Camilo Jose Cela crafted an outstanding novel about the results of a sorrowful life. He presented his tale through the writings of the protagonist as he awaited a death sentence. It enabled me to really connect with Pascual Duarte and understand his mindset and motivations. I applaud the author on his excellent choice of narration.
I found the beginning of The Family of Pascual Duarte the best I’ve ever read. Cela opened with a “Preliminary Note from the Transcriber”. He followed up with “Duarte’s Letter to the First Recipient of His Manuscript”. The author wrote both of them so convincingly that I initially thought this a work of non-fiction. That’s not an easy feat to achieve.
While Duarte freely resorted to violence, I could still empathize with the character. During his youth, his father died from rabies. (Page 41) When his 10 year old brother passed away his mother didn’t cry. This event fueled his anger and resentment. (Page 46) Things didn’t get much better for poor Duarte. A horse threw his pregnant wife off its back. This caused his first child to abort. (Page 80) His second son passed away at 11 months. (Page 88) Before killing the man who seduced his wife, the victim asked if Duarte thought his wife still loved him. (Page 129) You’ve got to think the guy had it coming to him just for being stupid.
The blurb on the back of the book mentioned that critics have compared Pascual Duarte to the narrator in Albert Camus’ The Stranger. I disagree. While the author told the story through the protagonists’ eyes, I could understand his motivations for his violent behavior. For instance: Duarte returned to his wife after an absence of several years. Upon his return he discovered the same man who “ruined” (Page 122) his sister impregnated his wife. While I don’t condone violence, I can understand why the narrator resorted to it in this case.

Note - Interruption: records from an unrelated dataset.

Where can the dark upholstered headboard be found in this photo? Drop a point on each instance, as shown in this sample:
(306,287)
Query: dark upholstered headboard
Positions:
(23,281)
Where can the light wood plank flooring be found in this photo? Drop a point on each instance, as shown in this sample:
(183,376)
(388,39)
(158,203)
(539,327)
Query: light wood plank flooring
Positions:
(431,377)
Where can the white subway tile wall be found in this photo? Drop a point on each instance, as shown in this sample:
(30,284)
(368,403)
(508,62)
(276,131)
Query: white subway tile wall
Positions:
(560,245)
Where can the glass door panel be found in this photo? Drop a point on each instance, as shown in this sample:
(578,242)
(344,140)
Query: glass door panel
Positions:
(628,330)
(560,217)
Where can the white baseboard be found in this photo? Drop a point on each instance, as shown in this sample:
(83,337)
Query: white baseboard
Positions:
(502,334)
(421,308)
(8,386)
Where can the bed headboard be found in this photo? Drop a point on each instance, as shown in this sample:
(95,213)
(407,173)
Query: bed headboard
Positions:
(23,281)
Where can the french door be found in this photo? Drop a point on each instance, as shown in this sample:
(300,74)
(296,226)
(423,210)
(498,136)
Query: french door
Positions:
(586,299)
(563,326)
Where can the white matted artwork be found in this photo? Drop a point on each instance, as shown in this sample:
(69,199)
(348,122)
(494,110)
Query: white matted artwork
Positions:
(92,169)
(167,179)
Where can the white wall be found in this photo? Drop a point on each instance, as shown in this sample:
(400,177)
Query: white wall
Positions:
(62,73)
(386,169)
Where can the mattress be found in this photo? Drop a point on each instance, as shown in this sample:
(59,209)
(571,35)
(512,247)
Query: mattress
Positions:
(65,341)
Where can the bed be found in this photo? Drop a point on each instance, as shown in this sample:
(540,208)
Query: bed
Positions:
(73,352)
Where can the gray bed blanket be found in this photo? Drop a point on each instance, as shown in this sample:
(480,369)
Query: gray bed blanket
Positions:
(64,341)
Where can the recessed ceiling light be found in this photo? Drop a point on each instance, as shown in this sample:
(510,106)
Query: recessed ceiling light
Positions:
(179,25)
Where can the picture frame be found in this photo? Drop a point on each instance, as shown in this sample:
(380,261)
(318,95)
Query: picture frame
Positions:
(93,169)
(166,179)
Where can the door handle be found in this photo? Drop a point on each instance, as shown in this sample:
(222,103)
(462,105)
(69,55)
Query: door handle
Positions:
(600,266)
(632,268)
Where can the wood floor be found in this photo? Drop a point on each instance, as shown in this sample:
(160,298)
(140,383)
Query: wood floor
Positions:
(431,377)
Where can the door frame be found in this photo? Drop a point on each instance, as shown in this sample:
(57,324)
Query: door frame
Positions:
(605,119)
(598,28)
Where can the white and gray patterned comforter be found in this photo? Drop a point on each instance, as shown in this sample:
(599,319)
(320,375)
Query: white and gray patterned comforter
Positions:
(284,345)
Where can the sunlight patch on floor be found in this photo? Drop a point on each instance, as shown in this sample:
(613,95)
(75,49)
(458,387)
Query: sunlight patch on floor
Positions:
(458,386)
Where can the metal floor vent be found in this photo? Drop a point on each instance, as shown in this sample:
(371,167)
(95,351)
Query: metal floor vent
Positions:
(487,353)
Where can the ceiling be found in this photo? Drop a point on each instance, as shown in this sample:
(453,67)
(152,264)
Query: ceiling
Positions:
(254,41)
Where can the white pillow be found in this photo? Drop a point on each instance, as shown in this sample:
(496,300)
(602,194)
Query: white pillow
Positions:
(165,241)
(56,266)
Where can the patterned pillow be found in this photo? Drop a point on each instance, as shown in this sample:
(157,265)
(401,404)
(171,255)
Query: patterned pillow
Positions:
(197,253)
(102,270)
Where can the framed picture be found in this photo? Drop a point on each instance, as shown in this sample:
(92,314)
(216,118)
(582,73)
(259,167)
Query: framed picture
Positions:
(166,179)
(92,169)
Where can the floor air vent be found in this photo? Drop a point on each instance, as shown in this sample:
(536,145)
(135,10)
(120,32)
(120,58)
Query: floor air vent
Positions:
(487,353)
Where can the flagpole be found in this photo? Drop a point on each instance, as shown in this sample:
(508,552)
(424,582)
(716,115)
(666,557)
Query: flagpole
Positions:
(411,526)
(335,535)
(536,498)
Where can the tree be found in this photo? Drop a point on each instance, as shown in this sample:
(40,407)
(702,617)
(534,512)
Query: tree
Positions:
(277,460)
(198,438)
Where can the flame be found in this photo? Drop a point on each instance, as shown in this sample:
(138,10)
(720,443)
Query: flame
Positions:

From my reading, it seemed as though Duarte felt some regret over his violent actions throughout the story. At one point he wrote, “A past spent in sin is a heavy burden.” (Page 102) Later he commented that he longed to “put ground between many things.” (Page 150) I didn’t get a sense of that from The Stranger’s protagonist.
With that acknowledgement, the narrator also delivered the following chilling thoughts on conscience.
My conscience did not trouble me. There was no reason why it should. Consciences bite and prick only when an injustice has been committed, such as a drubbing on a child or potting a swallow on a wing. But when hate leads us by the hand, when we are in the throes of an obsession which numbs and overwhelms us, we need never feel the pangs of repentance, and our conscience need neither bite nor prick us. (Page 153)
I did have an issue with Anthony Kerrigan’s translation, though. I caught a number of clichés in the text. Some of the most egregious included “thorn in my side” (page 37), “turn tail” (page 65) and “if the shoe fits…” (pages 74 – 75). He even wrote three clichés in a row in one paragraph. It read: “Fish get in trouble for opening their mouths, as they say, and whoever talks much errs much, and a shut mouth swallows no flies…” (Page 74) I understand the narrator wasn’t a Nobel Laureate in Literature; but the author was. Cela earned a more dignified translation than this one.
The Family of Pascual Duarte deserves to be more widely read. I’d strongly recommend it to fans of great literature. I encourage others to read it along with Camus’ The Stanger and draw their own conclusions regarding “similarities”. Whether one sympathizes with Duarte or not, I’m sure they’ll admire Cela’s awesome story telling ability.